The ESL courses are just one of a number of initiatives that VCC has put in place to help immigrant students transition to a new life in Canada.
“We have a number of different workshops that we do, all the way from study skills and Canadian workplace culture, to looking for a job in Canada,” says Tanis Sawkins, associate director at VCC’s Centre for Excellence in Immigrant Integration. “[We also do] time management and wellness workshops that are aimed at newcomers.”
Ms. Sawkins also says that the English language courses at VCC go beyond mere language; they attempt to teach aspects of settlement as well. To that end, the school brings in guest speakers from organizations, such as the YMCA, the Vancouver Public Library, and experts in earthquake preparedness. It also puts on a conversation club with volunteers that meets with students so they can practise speaking more informally.
The benefits of trying to make immigrant students feel at home at the school are two-fold, she says. While immigrants gain the necessary experience and qualifications to transition to Canadian careers, their experiences also benefit Canadian-born students, who have a chance to work in multicultural groups, that mirror the makeup of workplaces in larger cities.

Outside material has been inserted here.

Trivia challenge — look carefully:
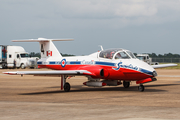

As a college in another multicultural city, George Brown College in Toronto is particularly conscious of catering to immigrant students. Alex Irwin, the school’s director of immigrant education, says that, as of the 2013-14 school year, 44 per cent of students were foreign born, although that figure counts both immigrant and international students.
To help set them on the right foot, the school offers a number of programs, such as its entry advising service, which provides information about the school to prospective students.
Mr. Irwin says that about 70-75 per cent of the people who access that service are immigrants. “People come into Canada and are quite often baffled by the [education] system,” he says.